Il Presidente Mattarella fra i terremotati: “Il mio impegno per voi fino alla fine”

Share

Sergio Mattarella ha visitato gli umbri e i marchigiani senza più casa né lavoro dopo il terremoto. E ha promesso che l’Italia non li abbandonerà al loro destino.

Il Presidente della Repubblica Sergio Mattarella si è recato nel pomeriggio di mercoledì 2 novembre nelle zone del sisma che ha devastato a più riprese l’Umbria e le Marche. Il presidente ha incontrato a Camerino gli sfollati e i loro soccorritori. Ha aperto il giro salutando i bambini e gli anziani; nel Palazzetto dello Sport, ha ascoltato le persone dando a ciascuno una sua parola di solidarietà.

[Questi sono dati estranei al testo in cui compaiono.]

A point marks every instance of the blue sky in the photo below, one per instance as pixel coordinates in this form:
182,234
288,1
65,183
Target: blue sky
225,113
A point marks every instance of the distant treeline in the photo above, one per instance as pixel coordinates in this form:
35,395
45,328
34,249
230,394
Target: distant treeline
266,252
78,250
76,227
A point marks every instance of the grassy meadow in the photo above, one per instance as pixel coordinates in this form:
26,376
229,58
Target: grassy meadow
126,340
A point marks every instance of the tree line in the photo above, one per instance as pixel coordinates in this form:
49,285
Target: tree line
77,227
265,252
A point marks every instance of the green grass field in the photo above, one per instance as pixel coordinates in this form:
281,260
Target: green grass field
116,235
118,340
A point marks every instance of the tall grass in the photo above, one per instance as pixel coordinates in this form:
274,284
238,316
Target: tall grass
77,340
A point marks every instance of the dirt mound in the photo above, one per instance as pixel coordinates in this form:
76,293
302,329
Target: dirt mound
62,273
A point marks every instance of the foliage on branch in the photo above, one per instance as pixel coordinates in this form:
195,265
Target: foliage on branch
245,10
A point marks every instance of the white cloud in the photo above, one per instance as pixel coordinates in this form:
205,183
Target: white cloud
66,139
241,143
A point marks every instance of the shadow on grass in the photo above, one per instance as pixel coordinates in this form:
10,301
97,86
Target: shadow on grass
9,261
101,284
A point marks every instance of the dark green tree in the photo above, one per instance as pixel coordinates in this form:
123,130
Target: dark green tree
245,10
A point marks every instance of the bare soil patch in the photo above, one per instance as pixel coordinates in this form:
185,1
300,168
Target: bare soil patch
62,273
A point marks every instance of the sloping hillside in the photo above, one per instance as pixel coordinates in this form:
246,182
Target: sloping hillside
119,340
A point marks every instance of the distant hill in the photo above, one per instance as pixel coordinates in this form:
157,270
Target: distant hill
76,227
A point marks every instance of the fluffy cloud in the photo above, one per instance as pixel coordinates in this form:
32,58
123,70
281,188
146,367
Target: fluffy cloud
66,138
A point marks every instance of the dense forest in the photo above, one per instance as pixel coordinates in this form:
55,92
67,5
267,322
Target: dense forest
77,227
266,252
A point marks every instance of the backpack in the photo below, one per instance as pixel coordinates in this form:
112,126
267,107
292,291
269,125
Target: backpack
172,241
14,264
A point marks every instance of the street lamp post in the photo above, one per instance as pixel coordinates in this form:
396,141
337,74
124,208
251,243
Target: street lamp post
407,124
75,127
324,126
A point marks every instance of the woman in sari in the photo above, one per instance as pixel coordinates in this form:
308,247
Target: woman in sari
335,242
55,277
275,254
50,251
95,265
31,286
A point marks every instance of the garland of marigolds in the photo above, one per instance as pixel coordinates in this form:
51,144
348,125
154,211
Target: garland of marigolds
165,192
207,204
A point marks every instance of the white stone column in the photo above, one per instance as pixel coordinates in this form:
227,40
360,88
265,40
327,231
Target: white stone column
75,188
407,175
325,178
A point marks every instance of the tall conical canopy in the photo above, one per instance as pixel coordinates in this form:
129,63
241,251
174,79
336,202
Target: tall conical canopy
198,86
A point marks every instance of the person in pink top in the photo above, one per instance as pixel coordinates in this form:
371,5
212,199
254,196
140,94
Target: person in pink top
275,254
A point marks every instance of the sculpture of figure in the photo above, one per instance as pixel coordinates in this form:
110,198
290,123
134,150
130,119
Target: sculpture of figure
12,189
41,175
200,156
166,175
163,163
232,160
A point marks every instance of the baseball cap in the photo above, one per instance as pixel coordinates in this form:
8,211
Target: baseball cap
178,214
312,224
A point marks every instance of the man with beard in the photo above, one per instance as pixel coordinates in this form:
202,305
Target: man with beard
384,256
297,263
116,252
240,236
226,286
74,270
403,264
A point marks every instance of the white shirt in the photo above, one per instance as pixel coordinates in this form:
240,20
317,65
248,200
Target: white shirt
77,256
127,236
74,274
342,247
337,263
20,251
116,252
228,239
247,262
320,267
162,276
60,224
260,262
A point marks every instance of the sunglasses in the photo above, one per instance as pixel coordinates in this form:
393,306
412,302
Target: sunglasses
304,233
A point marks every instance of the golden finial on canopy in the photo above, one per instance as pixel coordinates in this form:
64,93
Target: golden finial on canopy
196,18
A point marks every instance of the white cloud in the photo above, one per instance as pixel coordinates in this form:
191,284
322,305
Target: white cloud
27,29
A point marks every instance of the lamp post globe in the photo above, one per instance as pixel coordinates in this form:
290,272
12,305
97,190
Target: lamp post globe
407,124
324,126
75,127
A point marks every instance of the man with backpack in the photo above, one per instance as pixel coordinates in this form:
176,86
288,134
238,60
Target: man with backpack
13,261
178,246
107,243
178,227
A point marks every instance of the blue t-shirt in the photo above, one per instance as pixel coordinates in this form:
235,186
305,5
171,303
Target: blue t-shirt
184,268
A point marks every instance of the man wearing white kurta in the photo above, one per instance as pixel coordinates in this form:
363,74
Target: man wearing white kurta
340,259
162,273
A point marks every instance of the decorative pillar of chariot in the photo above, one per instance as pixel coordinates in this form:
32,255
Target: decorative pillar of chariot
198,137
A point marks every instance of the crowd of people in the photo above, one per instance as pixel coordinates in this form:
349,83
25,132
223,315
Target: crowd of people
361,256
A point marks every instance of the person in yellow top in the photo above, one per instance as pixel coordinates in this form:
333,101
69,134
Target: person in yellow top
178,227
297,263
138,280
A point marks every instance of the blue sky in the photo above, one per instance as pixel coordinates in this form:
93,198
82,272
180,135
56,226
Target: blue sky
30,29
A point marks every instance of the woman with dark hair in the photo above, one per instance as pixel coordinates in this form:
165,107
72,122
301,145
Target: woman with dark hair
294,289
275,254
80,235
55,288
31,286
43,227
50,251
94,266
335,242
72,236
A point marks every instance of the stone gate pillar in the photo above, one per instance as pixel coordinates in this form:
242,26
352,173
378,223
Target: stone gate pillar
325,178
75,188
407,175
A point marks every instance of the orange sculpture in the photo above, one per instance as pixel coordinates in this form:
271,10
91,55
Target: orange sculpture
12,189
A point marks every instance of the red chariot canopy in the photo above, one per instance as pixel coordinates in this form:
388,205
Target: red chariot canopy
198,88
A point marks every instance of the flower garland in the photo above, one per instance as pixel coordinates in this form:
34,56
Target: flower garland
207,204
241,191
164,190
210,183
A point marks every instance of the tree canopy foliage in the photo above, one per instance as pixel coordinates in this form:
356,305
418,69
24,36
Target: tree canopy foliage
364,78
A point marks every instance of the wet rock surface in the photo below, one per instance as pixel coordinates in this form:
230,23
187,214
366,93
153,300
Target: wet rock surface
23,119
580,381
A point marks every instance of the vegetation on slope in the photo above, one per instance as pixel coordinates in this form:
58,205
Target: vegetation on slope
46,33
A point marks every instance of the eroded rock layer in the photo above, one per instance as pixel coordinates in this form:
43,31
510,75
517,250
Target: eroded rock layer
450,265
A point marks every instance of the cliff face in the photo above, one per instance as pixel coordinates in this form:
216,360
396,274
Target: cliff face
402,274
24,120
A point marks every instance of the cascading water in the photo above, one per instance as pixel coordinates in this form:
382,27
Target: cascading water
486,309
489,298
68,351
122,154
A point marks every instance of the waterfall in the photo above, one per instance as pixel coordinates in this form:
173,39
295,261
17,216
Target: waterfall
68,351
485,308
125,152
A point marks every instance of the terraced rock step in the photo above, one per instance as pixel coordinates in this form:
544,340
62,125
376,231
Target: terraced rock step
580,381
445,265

Presidente non si dimentichi di noi, che ci è cambiata la vita in un attimo – ha detto uno sfollato in lacrime. Abbiamo perso tutto, casa, lavoro”. Mattarella ha cercato di rassicurarlo e lo ha abbracciato: “Prometto impegno e lavoro fino alla fine“, ha affermato il presidente. Mattarella si è poi recato a Norcia dove è stato accolto da un applauso dai cittadini che lo attendevano: “Tornerà come prima, sarà lunga, ma ci vorrà tempo“, ha promesso. I terremoti del 26 e del 30 ottobre hanno deformato una zona di 600 chilometri quadrati. Il dato emerge dalla prima analisi dei dati del satellite radar Sentinel 1, del programma europeo Copernicus, elaborate dall’Istituto nazionale di Geofisica e Vulcanologia (Ingv) e dall’Istituto per il rilevamento elettromagnetico dell’ambiente del Consiglio Nazionale delle Ricerche (Irea-Cnr).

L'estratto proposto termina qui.